MILEI’NİN AŞIRI SAĞ ZİHNİYETİ
Milei sonunda, kürtaja karşı, küresel iklim değişikliğini inkar eden, 70’li yıllardaki cuntaya övgüler düzen, aşırı sağcı bir figür. Trump’ın “Gümrük vergisi lafını duyunca zevkleniyorum” iddiası gibi, Milei’nin de “İçine girdikçe devletten daha fazla nefret ediyorum” gibi ilk anda sempatik gelebilecek, alt gelir gruplarında dahi karşılık bulan uçuk sözleri var. Ne var ki, zaman içinde kadın hareketi, ekolojist hareketler ve anti-faşist çevreler daha sıkı bir muhalefet yürütmeye başlayacaktır. En zengin yüzde 10’un en yoksul yüzde 10’a göre 23 katı fazla kazanması örneğinde görüldüğü gibi, derinleşen gelir ve servet dağılımı bozukluklarına karşı toplumsal tepkiler artacaktır. Trump’ın bu yakın ahbabının ülkesini, gümrük vergilerinden muaf tutup-tutmayacağı da izlenecektir.
IMF DESTEĞİ TAM
Aynı 70’lerde Şili’nin neoliberalizmin laboratuvarı olarak, IMF ve finans çevreleri tarafından Pinochet faşist yönetimi döneminde dahi desteklenmesi gibi, bugün de Milei’nin deneyi aynı zeminlerde taraftar buluyor. Hatta “bu güzelim ekonomi politikalarına odaklan, öbür aşırı sağ söylemlerini biraz dizginleyerek tepkileri soğur” yollu uyarılar da eksik olmuyor.

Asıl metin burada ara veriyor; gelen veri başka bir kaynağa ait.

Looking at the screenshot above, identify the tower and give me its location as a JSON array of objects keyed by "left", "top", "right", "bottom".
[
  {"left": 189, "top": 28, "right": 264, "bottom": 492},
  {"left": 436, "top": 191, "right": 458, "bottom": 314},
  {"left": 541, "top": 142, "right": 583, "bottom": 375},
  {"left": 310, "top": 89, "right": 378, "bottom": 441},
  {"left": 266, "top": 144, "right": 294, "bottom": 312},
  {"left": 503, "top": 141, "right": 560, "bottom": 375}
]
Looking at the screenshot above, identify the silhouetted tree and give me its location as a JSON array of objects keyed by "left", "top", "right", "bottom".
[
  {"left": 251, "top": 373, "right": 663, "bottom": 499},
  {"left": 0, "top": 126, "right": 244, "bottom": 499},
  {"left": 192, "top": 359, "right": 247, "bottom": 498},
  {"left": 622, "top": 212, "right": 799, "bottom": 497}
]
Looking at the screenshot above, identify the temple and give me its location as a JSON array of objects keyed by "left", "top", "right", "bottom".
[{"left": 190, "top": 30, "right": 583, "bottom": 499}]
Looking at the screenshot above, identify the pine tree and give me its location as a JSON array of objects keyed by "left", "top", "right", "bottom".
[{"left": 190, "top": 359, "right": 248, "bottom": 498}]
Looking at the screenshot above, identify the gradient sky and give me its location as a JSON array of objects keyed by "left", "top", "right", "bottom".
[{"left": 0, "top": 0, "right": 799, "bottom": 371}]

Aşırı sağın başta Avrupa ve neredeyse tüm coğrafyalarda yükselişinin belki de başlıca nedeni, etiketi sosyal demokrat-sosyalist merkez sol partilerin yarattığı hayal kırıklığı, geniş kitlelerin sorunlarına çare olan politikalar geliştirmemeleri, kendilerini kapitalist küreselleşme projesinden, neoliberal reçetelerden ayrıştıramamalarıdır. Bize gelince ise; ne yazık ki, 22 yıldır bu gelgitleri bile yaşayamıyoruz. “Nebati’nin alternatifi Şimşek” gibi AKP iktidarının değişen tercihleri arasında salınıp duruyoruz.